Quote:
Originally posted by SC_faisal
Playing AAC and AAC+ sreams and files is a limitation of the iPhone / iPhone SDK and not the SHOUTcast iPhone App. If you would like us to support *true* AAC+ playback, I suggest that we all write to Apple and request them to add it. :-)
f.
|
I've done this many times now. And oddly enough Apple keeps ignoring me.

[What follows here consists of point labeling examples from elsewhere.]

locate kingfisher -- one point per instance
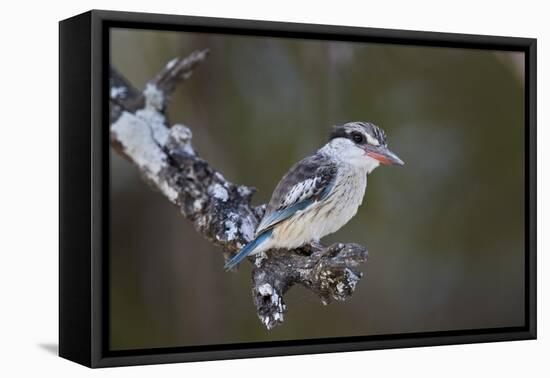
(322, 192)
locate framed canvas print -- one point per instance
(233, 188)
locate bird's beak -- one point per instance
(383, 155)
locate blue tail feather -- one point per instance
(247, 249)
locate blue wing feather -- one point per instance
(247, 249)
(285, 202)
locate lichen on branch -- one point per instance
(219, 210)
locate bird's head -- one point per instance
(363, 144)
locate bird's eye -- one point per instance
(357, 138)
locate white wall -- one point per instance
(28, 199)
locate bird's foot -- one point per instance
(314, 246)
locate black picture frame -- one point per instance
(84, 187)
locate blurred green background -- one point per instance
(444, 232)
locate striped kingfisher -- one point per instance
(322, 192)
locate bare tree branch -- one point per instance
(218, 209)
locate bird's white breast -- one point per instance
(326, 216)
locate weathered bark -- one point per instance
(218, 209)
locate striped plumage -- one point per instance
(322, 192)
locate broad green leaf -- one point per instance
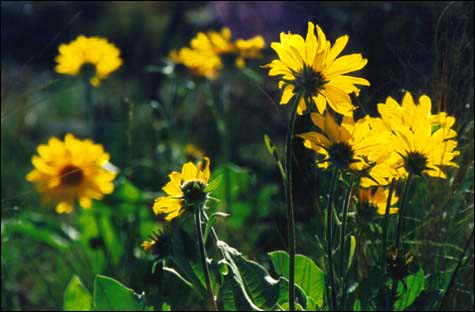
(239, 179)
(110, 295)
(352, 251)
(307, 274)
(253, 284)
(231, 296)
(77, 297)
(406, 296)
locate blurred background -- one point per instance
(151, 120)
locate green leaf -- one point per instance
(76, 296)
(213, 184)
(211, 222)
(110, 295)
(352, 251)
(406, 296)
(307, 274)
(273, 151)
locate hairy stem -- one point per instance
(204, 263)
(329, 237)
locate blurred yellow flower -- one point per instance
(97, 51)
(423, 143)
(312, 66)
(248, 49)
(71, 170)
(374, 201)
(194, 151)
(347, 146)
(185, 188)
(204, 56)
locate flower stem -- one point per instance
(346, 205)
(385, 236)
(402, 209)
(329, 239)
(204, 263)
(289, 200)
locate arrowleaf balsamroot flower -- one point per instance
(97, 51)
(424, 143)
(373, 201)
(70, 170)
(185, 188)
(347, 146)
(313, 66)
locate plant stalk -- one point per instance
(402, 209)
(289, 200)
(204, 263)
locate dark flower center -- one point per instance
(415, 163)
(341, 155)
(309, 81)
(194, 191)
(71, 175)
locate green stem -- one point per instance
(452, 278)
(346, 205)
(204, 263)
(289, 200)
(90, 107)
(402, 209)
(399, 228)
(329, 238)
(385, 236)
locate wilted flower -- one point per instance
(71, 170)
(372, 201)
(184, 189)
(347, 146)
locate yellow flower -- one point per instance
(71, 170)
(159, 243)
(185, 188)
(424, 143)
(97, 51)
(312, 66)
(348, 146)
(204, 56)
(248, 49)
(375, 200)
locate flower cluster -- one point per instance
(205, 55)
(96, 51)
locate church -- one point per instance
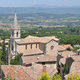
(40, 54)
(37, 51)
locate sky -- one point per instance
(39, 3)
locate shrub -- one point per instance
(44, 76)
(73, 77)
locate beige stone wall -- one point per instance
(54, 50)
(42, 47)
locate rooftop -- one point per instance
(33, 59)
(34, 39)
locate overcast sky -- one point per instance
(42, 3)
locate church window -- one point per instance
(12, 34)
(26, 46)
(52, 47)
(12, 47)
(17, 34)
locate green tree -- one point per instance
(56, 77)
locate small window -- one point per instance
(36, 45)
(26, 46)
(52, 47)
(31, 46)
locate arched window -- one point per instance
(17, 34)
(12, 47)
(12, 34)
(52, 47)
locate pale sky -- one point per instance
(42, 3)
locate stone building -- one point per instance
(39, 53)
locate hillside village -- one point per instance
(39, 54)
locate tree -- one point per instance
(44, 76)
(8, 78)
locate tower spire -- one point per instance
(15, 21)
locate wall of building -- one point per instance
(42, 47)
(27, 47)
(51, 48)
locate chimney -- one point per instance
(44, 68)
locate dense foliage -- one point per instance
(45, 76)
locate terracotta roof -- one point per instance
(76, 58)
(66, 54)
(67, 46)
(75, 68)
(33, 59)
(17, 72)
(78, 50)
(62, 60)
(46, 58)
(29, 59)
(34, 39)
(31, 52)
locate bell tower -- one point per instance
(15, 29)
(15, 35)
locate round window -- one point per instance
(52, 47)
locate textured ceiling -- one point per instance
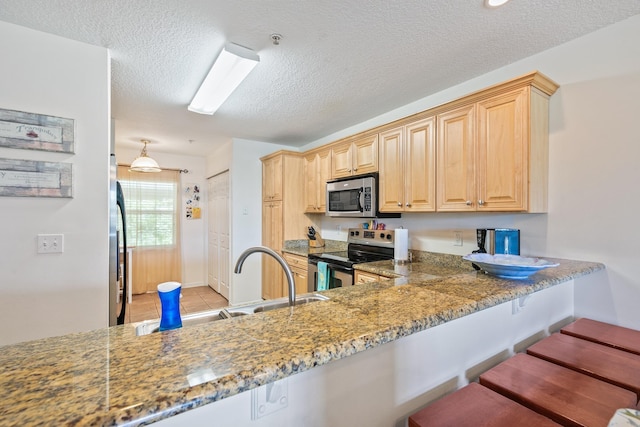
(339, 63)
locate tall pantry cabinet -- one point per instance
(282, 214)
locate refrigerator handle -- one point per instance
(121, 210)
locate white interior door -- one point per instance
(218, 234)
(223, 233)
(213, 239)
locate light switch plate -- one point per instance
(50, 243)
(269, 398)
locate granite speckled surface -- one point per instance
(112, 377)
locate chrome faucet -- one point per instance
(281, 261)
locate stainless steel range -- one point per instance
(363, 246)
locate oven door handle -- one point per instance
(332, 266)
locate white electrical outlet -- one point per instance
(50, 243)
(269, 398)
(457, 238)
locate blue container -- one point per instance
(169, 294)
(506, 241)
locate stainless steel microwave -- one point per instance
(354, 197)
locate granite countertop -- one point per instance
(113, 377)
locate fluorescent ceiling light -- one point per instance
(232, 66)
(494, 3)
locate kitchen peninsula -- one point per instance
(452, 326)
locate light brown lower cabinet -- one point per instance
(361, 277)
(300, 269)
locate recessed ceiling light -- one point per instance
(494, 3)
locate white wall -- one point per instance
(193, 232)
(242, 158)
(594, 150)
(55, 294)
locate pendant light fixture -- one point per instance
(144, 163)
(234, 63)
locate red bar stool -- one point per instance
(608, 364)
(567, 397)
(604, 333)
(477, 406)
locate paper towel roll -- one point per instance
(401, 247)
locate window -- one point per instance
(152, 207)
(151, 212)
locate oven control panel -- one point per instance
(371, 237)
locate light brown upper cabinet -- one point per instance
(492, 155)
(272, 178)
(282, 214)
(317, 170)
(408, 168)
(354, 156)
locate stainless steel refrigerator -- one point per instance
(118, 267)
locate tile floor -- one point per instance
(199, 298)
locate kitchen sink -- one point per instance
(299, 301)
(147, 327)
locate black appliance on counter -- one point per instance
(362, 246)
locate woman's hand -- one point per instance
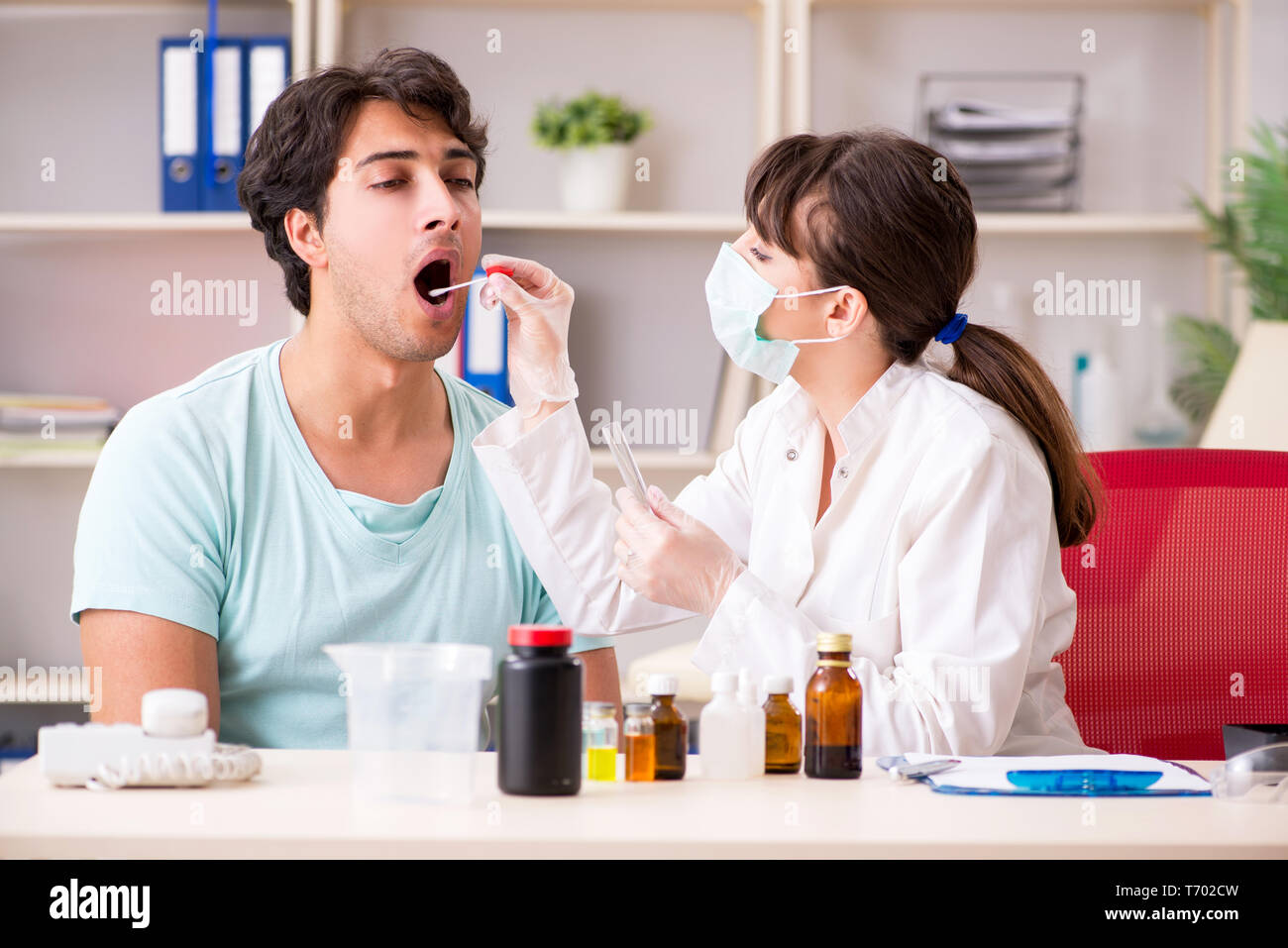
(671, 558)
(539, 307)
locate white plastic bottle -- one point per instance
(755, 723)
(722, 746)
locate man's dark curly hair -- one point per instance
(295, 151)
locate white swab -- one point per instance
(506, 270)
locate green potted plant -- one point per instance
(1240, 391)
(591, 134)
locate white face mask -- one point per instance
(737, 295)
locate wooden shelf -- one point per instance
(117, 223)
(51, 459)
(1099, 223)
(1096, 223)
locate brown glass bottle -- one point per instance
(833, 712)
(670, 729)
(782, 728)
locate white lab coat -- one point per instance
(938, 554)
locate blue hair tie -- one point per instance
(954, 327)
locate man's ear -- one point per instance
(305, 239)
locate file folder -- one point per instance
(209, 108)
(227, 125)
(180, 151)
(268, 71)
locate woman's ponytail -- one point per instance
(889, 215)
(1004, 371)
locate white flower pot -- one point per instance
(592, 179)
(1250, 414)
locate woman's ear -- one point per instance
(850, 308)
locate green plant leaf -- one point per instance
(589, 120)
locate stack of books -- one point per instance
(1010, 158)
(37, 428)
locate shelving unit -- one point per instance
(782, 104)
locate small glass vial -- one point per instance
(670, 728)
(833, 712)
(782, 727)
(599, 740)
(640, 745)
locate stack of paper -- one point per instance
(39, 424)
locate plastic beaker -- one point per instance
(413, 717)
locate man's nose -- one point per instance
(437, 210)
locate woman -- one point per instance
(870, 493)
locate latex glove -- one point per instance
(537, 305)
(671, 558)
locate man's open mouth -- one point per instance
(434, 275)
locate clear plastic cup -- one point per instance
(415, 712)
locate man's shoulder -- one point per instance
(193, 407)
(480, 407)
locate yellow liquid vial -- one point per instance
(601, 763)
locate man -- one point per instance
(321, 488)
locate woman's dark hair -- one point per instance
(892, 218)
(295, 151)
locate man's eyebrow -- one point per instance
(406, 155)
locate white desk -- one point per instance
(300, 805)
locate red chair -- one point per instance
(1183, 601)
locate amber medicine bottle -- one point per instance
(670, 728)
(640, 747)
(833, 712)
(782, 728)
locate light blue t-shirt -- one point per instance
(207, 509)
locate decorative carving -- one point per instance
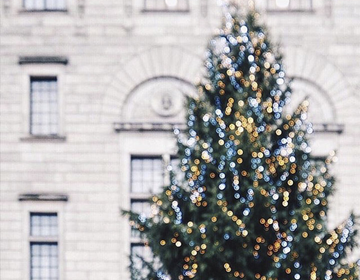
(167, 101)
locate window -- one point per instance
(166, 5)
(44, 5)
(44, 246)
(148, 175)
(43, 106)
(289, 5)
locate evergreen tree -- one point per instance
(254, 202)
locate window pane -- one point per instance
(43, 224)
(167, 5)
(290, 5)
(146, 175)
(44, 106)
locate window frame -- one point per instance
(135, 239)
(272, 7)
(42, 70)
(43, 240)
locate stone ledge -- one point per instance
(132, 126)
(43, 60)
(43, 197)
(43, 138)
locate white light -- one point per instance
(171, 3)
(283, 4)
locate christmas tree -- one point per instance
(253, 203)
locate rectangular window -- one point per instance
(44, 5)
(166, 5)
(44, 255)
(44, 106)
(148, 176)
(289, 5)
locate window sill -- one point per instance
(26, 11)
(43, 138)
(43, 197)
(183, 11)
(283, 11)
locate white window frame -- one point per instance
(139, 144)
(43, 208)
(166, 6)
(273, 7)
(42, 70)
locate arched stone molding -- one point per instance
(313, 67)
(159, 61)
(321, 108)
(159, 99)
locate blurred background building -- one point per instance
(90, 92)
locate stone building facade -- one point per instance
(90, 91)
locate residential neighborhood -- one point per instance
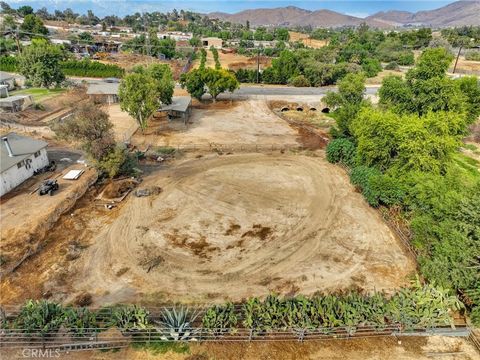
(257, 180)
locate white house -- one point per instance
(20, 157)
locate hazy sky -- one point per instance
(122, 7)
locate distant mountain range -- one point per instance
(455, 14)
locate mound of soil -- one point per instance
(119, 188)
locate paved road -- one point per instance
(287, 90)
(251, 90)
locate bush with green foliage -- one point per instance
(409, 158)
(90, 68)
(219, 318)
(393, 65)
(363, 177)
(40, 64)
(80, 321)
(130, 317)
(341, 150)
(371, 67)
(40, 316)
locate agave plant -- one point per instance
(176, 324)
(130, 317)
(43, 317)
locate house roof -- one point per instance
(22, 147)
(4, 76)
(179, 103)
(103, 88)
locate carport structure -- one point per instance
(179, 108)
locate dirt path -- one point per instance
(242, 225)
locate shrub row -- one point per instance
(91, 69)
(72, 67)
(420, 306)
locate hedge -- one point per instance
(72, 68)
(91, 69)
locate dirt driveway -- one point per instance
(240, 122)
(27, 217)
(124, 126)
(229, 227)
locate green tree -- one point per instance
(348, 101)
(219, 81)
(162, 76)
(432, 63)
(194, 82)
(40, 63)
(25, 10)
(32, 27)
(139, 97)
(85, 37)
(90, 126)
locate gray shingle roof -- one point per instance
(22, 147)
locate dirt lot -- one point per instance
(234, 61)
(27, 217)
(237, 122)
(124, 126)
(468, 66)
(386, 348)
(128, 61)
(304, 38)
(237, 226)
(53, 107)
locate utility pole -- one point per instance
(456, 61)
(258, 66)
(17, 41)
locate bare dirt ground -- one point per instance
(229, 227)
(224, 122)
(384, 348)
(468, 66)
(27, 217)
(128, 61)
(52, 107)
(234, 61)
(305, 39)
(124, 126)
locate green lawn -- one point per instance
(39, 94)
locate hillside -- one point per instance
(455, 14)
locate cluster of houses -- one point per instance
(13, 103)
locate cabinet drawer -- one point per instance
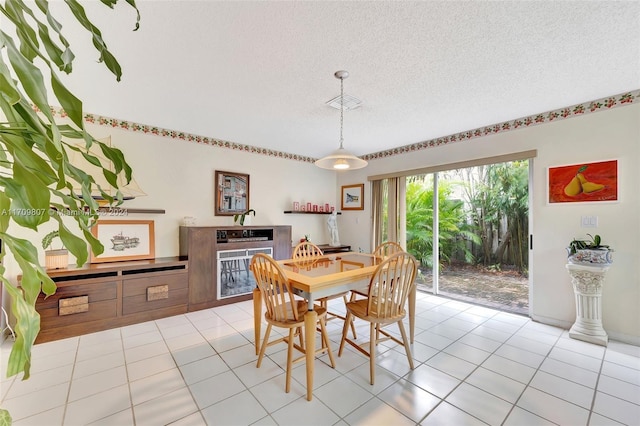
(79, 303)
(153, 292)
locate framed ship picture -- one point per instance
(124, 240)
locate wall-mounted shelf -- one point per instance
(123, 211)
(299, 212)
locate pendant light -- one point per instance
(341, 159)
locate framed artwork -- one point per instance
(586, 182)
(124, 240)
(352, 197)
(232, 193)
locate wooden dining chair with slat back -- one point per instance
(307, 250)
(285, 311)
(383, 251)
(389, 290)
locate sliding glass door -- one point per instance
(468, 227)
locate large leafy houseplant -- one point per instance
(38, 183)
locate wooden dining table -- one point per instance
(320, 277)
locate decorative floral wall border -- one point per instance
(603, 104)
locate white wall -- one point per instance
(612, 134)
(178, 177)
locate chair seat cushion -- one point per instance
(359, 309)
(334, 296)
(301, 306)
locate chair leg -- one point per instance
(345, 330)
(300, 336)
(353, 326)
(263, 347)
(372, 352)
(289, 360)
(407, 348)
(325, 339)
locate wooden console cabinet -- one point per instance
(200, 245)
(101, 296)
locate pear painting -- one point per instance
(584, 182)
(580, 184)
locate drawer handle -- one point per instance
(157, 292)
(73, 305)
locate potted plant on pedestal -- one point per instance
(54, 258)
(590, 251)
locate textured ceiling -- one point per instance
(259, 73)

It's also strange because they support most other mpeg 4 codecs. In general, Apple's "Holier than Thou" attitude pisses me off. I got the same thing from them (on the phone) when I was trying to price a 16TB storage server, it is more than twice the price of the same thing that I need from Avid Technologies, and the Apple server will not work with one of the applications that I need to run. Let's see $30,000 for an Avid server that I can drop into my existing system and it will work with all my applications, or $60,000+ and I'll have to rip up all the network to put in fiber channel, and it still won't work with everything I need to run. They went on and on about how this big name University and that big name business just put one of these systems in... Blah, Blah, Blah! It's all crap if the machine won't do what I need it to do! Now getting back to the iPhone (and Macs in general) I think they suck because doing real world tasks is so damn hard. I won't own one unless I get it for FREE

Try joining one to your domain sometime (even though apple claims to have fixed the issues). If you don't own an Xserve, you might as well not bother trying.
There is a way to make the iPhone play aac+, but I'm not sure how it was done. I know a future app plays properly from Darwin/QTSS served streams in the LATM encoding, not sure if this other player will work with aac+ shoutcast streams, but knowing where it is coming from, I'm pretty sure it will. The last information that I had was they were waiting for licensing details for the codecs, and I'm not at liberty to say more about the app until it is public. I'm still hoping it will be free because everyone else will "borrow" the codecs.